O entendimento de
ciência, como nos é explicado hoje, é bem recente, ocorreu no período Moderno
com a gestação da Revolução Científica, que teve seu início no século XVI e se
desenrolou até meados do século XVII.
A Revolução Científica
rompe com um conceito de mundo, que até então se acreditava existir, herança da
visão dos gregos antigos, fazendo surgir um novo modelo de Cosmos, totalmente
oposto à ideia defendida por séculos pelos filósofos, na Antiguidade e, São
Tomas de Aquino, na Idade Média. A partir desse momento, a ideia de ciência passou
a ter um aspecto objetivo, metódico, que uniu experiência e razão e, passou a
usar a quantificação e a linguagem matemática para validar suas praticas.
Aristóteles,
estruturou uma visão de Cosmo que ficou conhecida por mais de dois mil anos,
sem que ninguém contestasse esse método, embora essa visão estivesse
completamente errada. Somente a bem pouco tempo que o Homem deixou de acreditar
no geocentrismo. Para compreendermos melhor, a profundidade do corte que a
Revolução Científica causou no entendimento de mundo que a humanidade tinha até
aquele momento, explicaremos, resumidamente, quais são os conceitos com os
quais ela rompe.

Segundo
Aristóteles, o Universo é um Cosmo, ou seja, ele é um todo ordenado, onde cada
coisa tem o seu lugar apropriado, natural. Ele acreditava que a Terra ocupava o
centro do Universo e, sempre permanecia parada. Partindo desse ponto de vista,
afirmava que a Terra é o núcleo de tudo e que possuía esferas, tal como uma
cebola. A primeira dessas camadas, era a camada lunar, que pelo nome, já diz, era
onde a Lua se situava, depois, na segunda camada vinha Mercúrio, na terceira
Vênus, e na quarta o Sol. Na quinta, sexta e sétima, Marte, Júpiter e Saturno,
só depois dessas camadas é que vinham as “estrelas fixas”, que estavam sempre
no mesmo lugar. Os outros planetas, que compõem o sistema solar, ainda não
tinham sido descobertos nessa época.
A partir desse
sistema, o filósofo explicava todo o movimento do Sol e dos outros planetas,
que era realizado através do giro das esferas que compõem o céu.
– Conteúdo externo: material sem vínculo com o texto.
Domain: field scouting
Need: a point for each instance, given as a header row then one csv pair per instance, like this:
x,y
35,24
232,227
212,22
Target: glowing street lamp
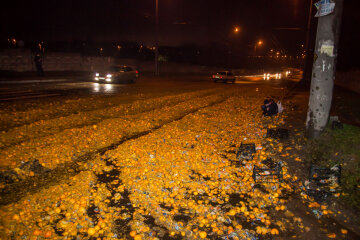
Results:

Essa
explicação do Universo feita por Aristóteles foi desenhada e repetida por
Ptolomeu no século II e recebeu de São Tomás de Aquino, no século XVIII seu
esplendor, onde passou a ser aceita como o modelo de universo criado por Deus.
Felizmente, houve
quem não partilhasse dessa explicação e procurou desmentir tal ideia. Uma
dessas pessoas foi o astrônomo polonês Nicolau Copérnico. Ele refutou as ideias
de Aristóteles dizendo que a Terra não está parada, e que ela também não era o
centro do Universo, para isso, colocou o Sol como centro do Universo, passando
da concepção de geocentrismo para heliocentrismo, segundo o qual a Terra e
todos os demais planetas giram em torno do Sol.
Kepler, foi mais
um dos muitos filósofos que ajudaram a quebrar a visão de mundo de Aristóteles,
ele foi o responsável por destruir o conceito de movimento circular dos astros,
segundo ele, todos os planetas se movem segundo uma órbita elíptica, que tem no
Sol um dos seus focos de atração.
Por tudo isso,
vimos cair por terra à ideia de um Cosmo limitado e perfeitamente ordenado, em
oposição vimos surgir um mundo infinito e homogêneo, um espaço não mais
qualitativo que dependia de uma percepção do sensível. Perdendo esse
entendimento de qualitativo, os corpos passaram a ser explicados mecanicamente,
como uma máquina, onde deixa de existir um centro referencial, como Terra ou
Deus, e o espaço é explicado através da geometria, ou seja, por meio de
gráficos e raciocínio lógico e matemático.
O filosofo natural
responsável pela conclusão dessa concepção revolucionaria, foi Galileu Galilei,
que reafirmou as teorias de Copérnico, inventou instrumentos que possibilitaram
comprovar, em parte, essas teorias, tais como o telescópio, além de colaborar
com o desenvolvimento do método experimental, que pregava a junção entre
experiência e pratica, no qual a matemática passa a ter lugar de destaque. A
partir desse momento, toda investigação humana, não poderia ser considerada
como uma ciência verdadeira se não passasse pelas demonstrações matemáticas.